Men's Games, Over and Over Again, 2020
wood, metal, plastic
50cm 10cm x 100cm
Three oversized sculptures, reminiscent of table football figures, constitute the subject of this work. Unlike popular expectations, however, these figures make a difference: they represent female rather than male players. Here they are appropriated with an intention to problematise the perpetually unresolved issue of gender inequality in Montenegro, which continues to shape its society even nowadays.
The work is a commentary on traditional viewpoints and attitudes carved by centuries-long matrices of common thinking, behaviour and social relations that have been predominantly formed by an omnipresent - and also, "oversized" - rule of patriarchy.
This is the reason why the jerseys, worn by female players as shown hereby, work towards undressing and baring naked (over and over again) popular yet powerful stereotypes according to which a woman is doomed to remain fixed to prescribed social roles and positions, objectified and without any opportunity to either complain or invert given conditions in her own favour. To expose the iconographic complexity of those conditions, converging towards the same point of perspective - regardless of their outward appearance, the work puts forward three models as three conventions, distinguished merely on the surface but essentially the same. One of the players personifies a traditional woman, understood as a good wife and mother, who takes care of her household and her family.
Her jersey consists of a long skirt, whereas her head is veiled by an indispensable scarf, the inimitable sign of her humbleness - and her submissiveness, too.

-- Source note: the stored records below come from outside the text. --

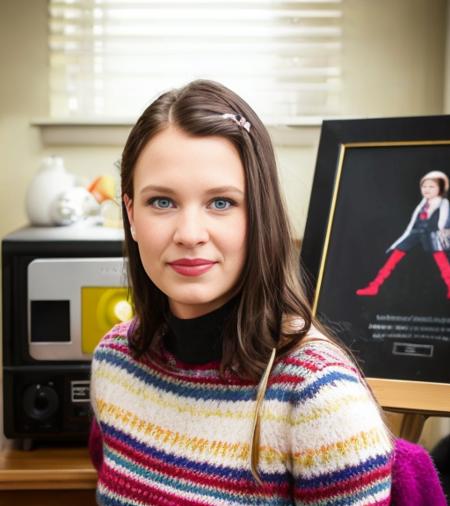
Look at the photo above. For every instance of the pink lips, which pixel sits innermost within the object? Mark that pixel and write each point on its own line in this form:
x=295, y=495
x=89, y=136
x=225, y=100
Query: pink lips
x=191, y=266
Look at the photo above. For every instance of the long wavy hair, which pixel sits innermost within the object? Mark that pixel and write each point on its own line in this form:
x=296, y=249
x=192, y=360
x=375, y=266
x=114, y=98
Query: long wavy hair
x=269, y=287
x=271, y=315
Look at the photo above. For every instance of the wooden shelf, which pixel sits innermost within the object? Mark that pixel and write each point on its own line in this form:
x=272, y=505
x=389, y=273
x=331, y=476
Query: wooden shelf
x=44, y=469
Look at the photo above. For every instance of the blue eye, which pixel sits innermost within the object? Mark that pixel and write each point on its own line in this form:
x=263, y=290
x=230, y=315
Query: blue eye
x=161, y=202
x=221, y=204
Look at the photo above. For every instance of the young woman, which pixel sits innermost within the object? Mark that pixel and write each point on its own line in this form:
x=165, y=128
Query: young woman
x=222, y=390
x=429, y=226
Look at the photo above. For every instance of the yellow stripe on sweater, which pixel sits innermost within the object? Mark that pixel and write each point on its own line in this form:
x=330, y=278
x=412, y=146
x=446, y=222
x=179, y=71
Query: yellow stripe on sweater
x=240, y=451
x=150, y=396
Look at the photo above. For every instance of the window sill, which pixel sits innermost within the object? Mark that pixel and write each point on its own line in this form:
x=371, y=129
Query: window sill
x=114, y=132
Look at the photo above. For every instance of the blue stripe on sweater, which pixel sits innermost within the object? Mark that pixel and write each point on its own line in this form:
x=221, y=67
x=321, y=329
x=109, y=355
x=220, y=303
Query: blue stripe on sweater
x=343, y=474
x=190, y=465
x=178, y=485
x=223, y=392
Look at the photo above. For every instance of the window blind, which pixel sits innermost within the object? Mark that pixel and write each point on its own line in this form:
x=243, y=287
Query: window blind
x=111, y=58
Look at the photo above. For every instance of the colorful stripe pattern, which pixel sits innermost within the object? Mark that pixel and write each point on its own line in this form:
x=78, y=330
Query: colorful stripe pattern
x=177, y=434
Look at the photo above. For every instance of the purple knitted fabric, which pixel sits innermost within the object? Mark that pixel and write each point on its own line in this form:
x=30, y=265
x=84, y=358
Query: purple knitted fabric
x=415, y=481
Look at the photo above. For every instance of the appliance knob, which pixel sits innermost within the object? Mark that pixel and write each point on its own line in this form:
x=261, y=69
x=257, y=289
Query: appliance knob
x=40, y=402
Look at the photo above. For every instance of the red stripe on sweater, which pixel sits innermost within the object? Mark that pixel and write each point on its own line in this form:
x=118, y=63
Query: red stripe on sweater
x=342, y=488
x=206, y=479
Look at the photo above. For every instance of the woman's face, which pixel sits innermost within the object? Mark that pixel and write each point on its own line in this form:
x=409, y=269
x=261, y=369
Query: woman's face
x=429, y=188
x=189, y=219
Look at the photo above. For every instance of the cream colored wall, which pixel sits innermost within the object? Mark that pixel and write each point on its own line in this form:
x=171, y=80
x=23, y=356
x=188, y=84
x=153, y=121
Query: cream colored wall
x=395, y=68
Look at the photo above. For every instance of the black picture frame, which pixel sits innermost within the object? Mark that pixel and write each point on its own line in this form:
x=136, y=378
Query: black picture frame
x=365, y=188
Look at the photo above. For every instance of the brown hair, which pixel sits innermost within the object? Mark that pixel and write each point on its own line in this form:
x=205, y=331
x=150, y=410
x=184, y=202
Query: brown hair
x=269, y=291
x=269, y=286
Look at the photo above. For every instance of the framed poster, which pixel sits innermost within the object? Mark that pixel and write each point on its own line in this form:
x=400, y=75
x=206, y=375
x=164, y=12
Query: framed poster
x=377, y=245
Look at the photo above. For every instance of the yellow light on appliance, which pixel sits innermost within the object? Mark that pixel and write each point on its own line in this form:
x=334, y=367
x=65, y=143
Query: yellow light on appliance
x=101, y=308
x=123, y=310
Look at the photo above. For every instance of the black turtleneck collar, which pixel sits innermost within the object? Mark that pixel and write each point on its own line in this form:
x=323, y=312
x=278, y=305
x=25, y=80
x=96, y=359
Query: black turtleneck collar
x=198, y=340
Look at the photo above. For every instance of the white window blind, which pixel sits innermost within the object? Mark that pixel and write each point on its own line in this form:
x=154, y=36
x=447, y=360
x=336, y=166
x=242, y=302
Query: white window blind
x=111, y=58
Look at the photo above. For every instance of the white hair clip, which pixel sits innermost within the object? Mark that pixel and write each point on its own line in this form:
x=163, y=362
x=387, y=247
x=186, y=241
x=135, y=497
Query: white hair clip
x=239, y=120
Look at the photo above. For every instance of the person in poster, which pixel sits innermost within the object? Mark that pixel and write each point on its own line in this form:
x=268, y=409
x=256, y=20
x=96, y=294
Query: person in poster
x=429, y=226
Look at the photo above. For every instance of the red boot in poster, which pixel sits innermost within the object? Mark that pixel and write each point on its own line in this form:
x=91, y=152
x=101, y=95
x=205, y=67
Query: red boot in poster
x=444, y=267
x=372, y=288
x=429, y=227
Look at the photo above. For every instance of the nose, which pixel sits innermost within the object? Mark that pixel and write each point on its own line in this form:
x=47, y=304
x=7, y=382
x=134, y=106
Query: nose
x=191, y=229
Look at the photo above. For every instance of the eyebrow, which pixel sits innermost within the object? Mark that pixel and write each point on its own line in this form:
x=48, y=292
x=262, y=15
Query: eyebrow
x=211, y=191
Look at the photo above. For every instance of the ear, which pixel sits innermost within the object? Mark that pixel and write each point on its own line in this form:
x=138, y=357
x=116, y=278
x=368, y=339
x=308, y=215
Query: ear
x=129, y=207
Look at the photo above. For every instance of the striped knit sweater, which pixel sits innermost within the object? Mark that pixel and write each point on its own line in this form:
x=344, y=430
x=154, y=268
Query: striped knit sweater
x=178, y=434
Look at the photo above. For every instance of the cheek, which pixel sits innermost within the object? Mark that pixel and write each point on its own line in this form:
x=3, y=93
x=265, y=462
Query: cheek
x=236, y=239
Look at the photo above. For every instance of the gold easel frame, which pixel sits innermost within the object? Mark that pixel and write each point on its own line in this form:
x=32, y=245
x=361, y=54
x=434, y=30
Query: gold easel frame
x=416, y=399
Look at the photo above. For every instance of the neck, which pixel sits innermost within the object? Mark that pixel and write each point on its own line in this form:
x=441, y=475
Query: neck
x=198, y=340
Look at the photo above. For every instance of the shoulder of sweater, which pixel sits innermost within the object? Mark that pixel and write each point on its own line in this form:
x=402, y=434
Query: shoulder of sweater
x=316, y=356
x=117, y=334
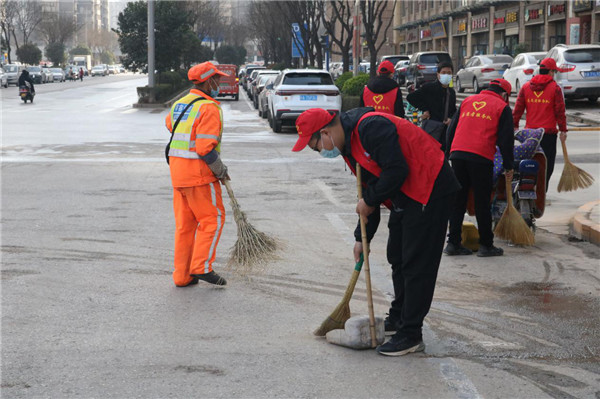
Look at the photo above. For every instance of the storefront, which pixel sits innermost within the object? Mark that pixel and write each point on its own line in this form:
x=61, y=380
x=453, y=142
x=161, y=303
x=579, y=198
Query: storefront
x=480, y=35
x=557, y=24
x=459, y=45
x=412, y=38
x=534, y=27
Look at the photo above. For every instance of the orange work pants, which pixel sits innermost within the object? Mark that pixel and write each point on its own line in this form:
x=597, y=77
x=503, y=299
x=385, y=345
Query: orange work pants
x=199, y=219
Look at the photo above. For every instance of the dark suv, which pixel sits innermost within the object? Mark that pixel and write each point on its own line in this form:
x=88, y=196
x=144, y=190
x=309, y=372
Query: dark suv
x=423, y=67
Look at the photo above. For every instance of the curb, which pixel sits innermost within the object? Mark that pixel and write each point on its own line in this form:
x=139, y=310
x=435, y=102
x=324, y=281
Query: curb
x=584, y=228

Another player looks like a silicone-inflated doll accessory, reduced to a mere object of male sexual desire. Her jersey is barely noticeable, making her look almost undressed - and ready-to-use. The last of them is a working woman: obsessed with her career, she is dressed in a strictly female business suit.
Whatever they tend to showcase by wearing their typical outfits, they keep forgetting - or ignoring - one simple element: the game they take part in has not been fair from the very beginning, which creates an absurd situation plagued by conflicts - among themselves. They play a male game, according to male rules, and one against the other.
There is no visual or material reference of HIS presence during the game, but HE is the only one who scores points, Over and Over again.
And Then Again, Men’s Game, wood, metal, paint, 2020.
50 x 90 x 10cm (one piece)
And Then Again, Men’s Game is the artwork consists of three sculptures, which look like oversized female table football players.
Appropriation of table football players (in this case not male, but female) serves me to re- examine gender issues and refer to patriarchal matrices, which continue to shape Montenegrin society.
My female players wear jerseys, which represent stereotypes that reduce a woman to a certain role, or even an object in society. One is a traditional woman- the personification of a good wife and a mother, who takes care of the home and the whole family.
Her jersey is a long skirt or a costume, as well as the obligatory head scarf. The next one is an inflated silicone girl- doll reduced to a sexual object. Her jersey is barely noticeable, she is almost naked.
The last one is a business woman, obsessed with her career. She wears a strictly business women’s suit. The game these women play is not fair from the start. This creates an absurd conflict situation.
They play one against the other, but a male game, according to the male rules. Although HE is not present, HE is the one who always manipulates.